Deep learning: new neural nets could model continuous processes
In deep learning, neural nets use specific hidden layers to deliver defined results. AI researcher David Duvenaud is questioning all of that with ODE nets.
Deep learning is incredible: truly, it is. Being able to map human-like brain power onto a computer, so that it learns as we do, should never be taken for granted. It is one of the most astonishing scientific breakthroughs in the history of our species, however, deep learning is not beyond improvement.
At the heart of a deep learning model lies a neural net. This is the brain, if you like: a combination of stacked layers of simple nodes that work to try and find the patterns in data. The net then assigns values to data that it processes, filtering this data through different layers to come to a final conclusion.
Now, scientists are questioning how the values are assigned to data and whether there’s a more efficient way to run deep learning algorithms.
David Duvenaud, an AI researcher at the University of Toronto, set out to build a medical deep learning model that would predict a patient’s health over a period of time. Traditional neural networks thrive when they learn from data with defined observation stages: basically, the hidden layers within a deep learning model. This is difficult to align with healthcare.
Health is a continuous topic to assess. It does not rely on binary questions as it contains so many variables. So how can a neural net pick up on continuous data?
Can neural nets be improved?
Think of a deep learning model as being similar to a game of classic board game, Guess Who. In the game, each player has a selection of characters in front of them, all with a different appearance: some have facial hair, glasses, blue eyes, brown eyes and each of them unique.
One player of Guess Who asks the other binary questions to discount characters from their investigation, until they are left with the final chosen character through this process of elimination: this is the output layer.
This is similar to how a neural network works. It processes its data through different stages, eliminating more and more of the dataset until it’s left with the correct answers available. This is the technology that is used in face recognition software, for example.
David Duvenaud saw an opportunity. He sought to break from the binary for a more fluid form of deep learning.
Traditionally, the answer is to simply add more layers to a neural net to reach a more accurate endpoint. This is not always sensible though. Why, for example, should you have to define the number of layers within a neural network, train the data and then wait to see how accurate it is? Duvenaud’s neural net lets you specify the accuracy first, then it finds the most efficient way to train itself within that margin of error.
This is what researchers describe as an “ODE net”, short for “ordinary differential equations”.
How can an ODE be solved?
Solving an ODE numerically can be done by integration.
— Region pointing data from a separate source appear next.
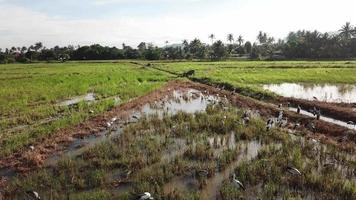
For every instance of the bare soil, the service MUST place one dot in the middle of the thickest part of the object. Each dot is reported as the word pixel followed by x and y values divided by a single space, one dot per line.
pixel 26 159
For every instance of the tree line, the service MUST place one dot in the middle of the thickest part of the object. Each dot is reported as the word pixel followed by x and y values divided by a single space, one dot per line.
pixel 297 45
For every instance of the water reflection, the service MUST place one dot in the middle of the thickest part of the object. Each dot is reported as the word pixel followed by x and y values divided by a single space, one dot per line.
pixel 345 93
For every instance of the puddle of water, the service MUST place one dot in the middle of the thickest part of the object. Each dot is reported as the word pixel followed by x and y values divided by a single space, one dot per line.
pixel 88 97
pixel 341 93
pixel 249 150
pixel 191 101
pixel 323 118
pixel 326 160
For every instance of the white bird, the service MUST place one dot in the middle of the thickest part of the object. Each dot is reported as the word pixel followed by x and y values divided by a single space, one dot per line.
pixel 145 196
pixel 351 123
pixel 293 171
pixel 269 127
pixel 298 109
pixel 114 119
pixel 237 182
pixel 33 194
pixel 108 124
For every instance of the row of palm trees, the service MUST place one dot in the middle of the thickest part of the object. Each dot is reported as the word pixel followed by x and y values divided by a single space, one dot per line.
pixel 230 38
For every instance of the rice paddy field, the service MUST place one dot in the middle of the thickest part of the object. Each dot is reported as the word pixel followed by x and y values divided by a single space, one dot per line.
pixel 114 130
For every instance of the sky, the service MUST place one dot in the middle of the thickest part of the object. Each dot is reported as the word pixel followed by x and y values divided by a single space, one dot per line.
pixel 113 22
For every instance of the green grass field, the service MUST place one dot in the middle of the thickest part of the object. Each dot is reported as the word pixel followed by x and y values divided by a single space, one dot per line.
pixel 249 76
pixel 32 93
pixel 30 97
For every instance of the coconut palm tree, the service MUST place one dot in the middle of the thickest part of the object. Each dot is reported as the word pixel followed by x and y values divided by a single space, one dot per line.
pixel 212 37
pixel 230 38
pixel 240 40
pixel 347 31
pixel 262 37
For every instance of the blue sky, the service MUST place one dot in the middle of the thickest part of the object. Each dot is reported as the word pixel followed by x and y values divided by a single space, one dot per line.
pixel 112 22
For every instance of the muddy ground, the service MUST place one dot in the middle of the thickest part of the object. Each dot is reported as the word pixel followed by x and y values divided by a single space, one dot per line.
pixel 28 159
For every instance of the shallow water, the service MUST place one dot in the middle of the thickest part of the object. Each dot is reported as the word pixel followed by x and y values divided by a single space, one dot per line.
pixel 248 151
pixel 338 93
pixel 327 119
pixel 191 101
pixel 88 97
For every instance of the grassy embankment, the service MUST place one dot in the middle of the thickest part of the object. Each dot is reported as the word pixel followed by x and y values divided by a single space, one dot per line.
pixel 30 96
pixel 248 76
pixel 177 147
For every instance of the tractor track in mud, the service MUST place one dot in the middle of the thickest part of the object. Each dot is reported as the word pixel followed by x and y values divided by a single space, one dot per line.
pixel 26 160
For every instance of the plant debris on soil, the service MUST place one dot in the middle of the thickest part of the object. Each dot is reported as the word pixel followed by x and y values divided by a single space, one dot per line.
pixel 154 136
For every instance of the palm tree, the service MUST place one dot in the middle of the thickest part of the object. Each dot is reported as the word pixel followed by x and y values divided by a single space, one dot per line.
pixel 38 46
pixel 240 40
pixel 230 38
pixel 262 37
pixel 212 37
pixel 347 31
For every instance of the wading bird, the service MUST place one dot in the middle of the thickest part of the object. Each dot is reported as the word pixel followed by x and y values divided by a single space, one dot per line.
pixel 144 196
pixel 108 124
pixel 351 123
pixel 296 125
pixel 269 124
pixel 293 171
pixel 280 116
pixel 298 109
pixel 237 183
pixel 33 194
pixel 245 118
pixel 312 126
pixel 318 114
pixel 283 122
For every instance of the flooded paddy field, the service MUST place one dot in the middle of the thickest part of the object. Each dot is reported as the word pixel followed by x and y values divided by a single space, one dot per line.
pixel 338 93
pixel 184 140
pixel 191 141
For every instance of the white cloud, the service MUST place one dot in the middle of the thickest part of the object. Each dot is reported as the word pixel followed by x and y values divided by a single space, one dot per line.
pixel 104 2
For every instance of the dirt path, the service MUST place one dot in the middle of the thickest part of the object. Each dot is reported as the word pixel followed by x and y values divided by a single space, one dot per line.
pixel 26 159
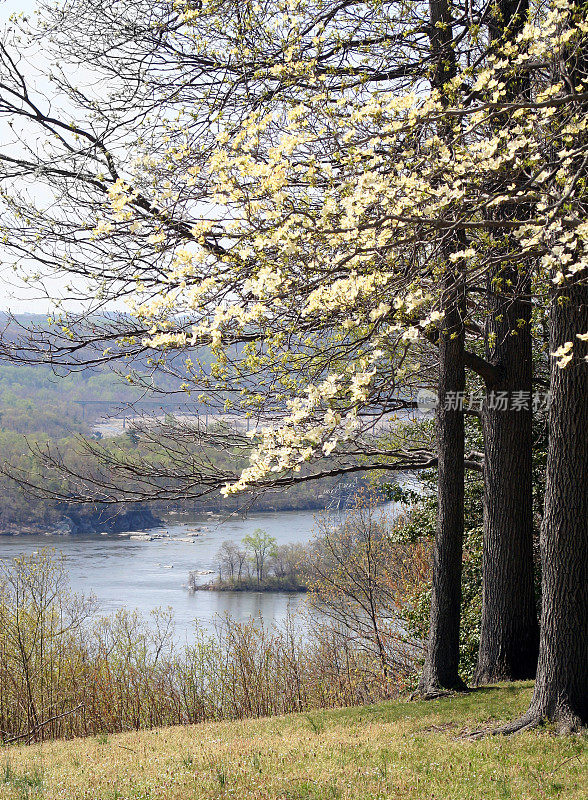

This is a computationally intensive task and there have been methods suggested in the past to reduce the hidden stages within deep learning.
Duvenaud worked with a number of researchers on a paper that proposed a simpler method to solve an ODE. The method relies on solving a second, augmented ODE backwards and doesn’t take up too much memory. The gradient computation algorithm works by introducing an “ODEsolve” operation as an operator later on in the process.
The ODE poses interesting questions about what the most efficient methods of deep learning truly are.
This operator relies on the initial state, the function, the initial time, the end time and the searched parameters from the ODE. The presented paper provided Python code to easily compute the derivatives of the ODE solver.
The paper suggested that supervised learning – particularly MNIST written digit classification – was one application in which the ODESolve method can perform compared to a residual network with much fewer parameters.
Will ODEs revolutionise deep learning?
The ODE is not the only way to run a deep learning model. There could be any number of reasons that a scientist would want to define the number of stages for the AI that they run. Either way, “it’s not ready for prime time yet,” Duvenaud claims.
However, the ODE poses interesting questions for deep learning moving forward about how we build neural nets and what the most efficient methods of deep learning truly are. This is not a particularly new idea, but this is a breakthrough of kinds. Whether this approach works for a range of models remains to be seen.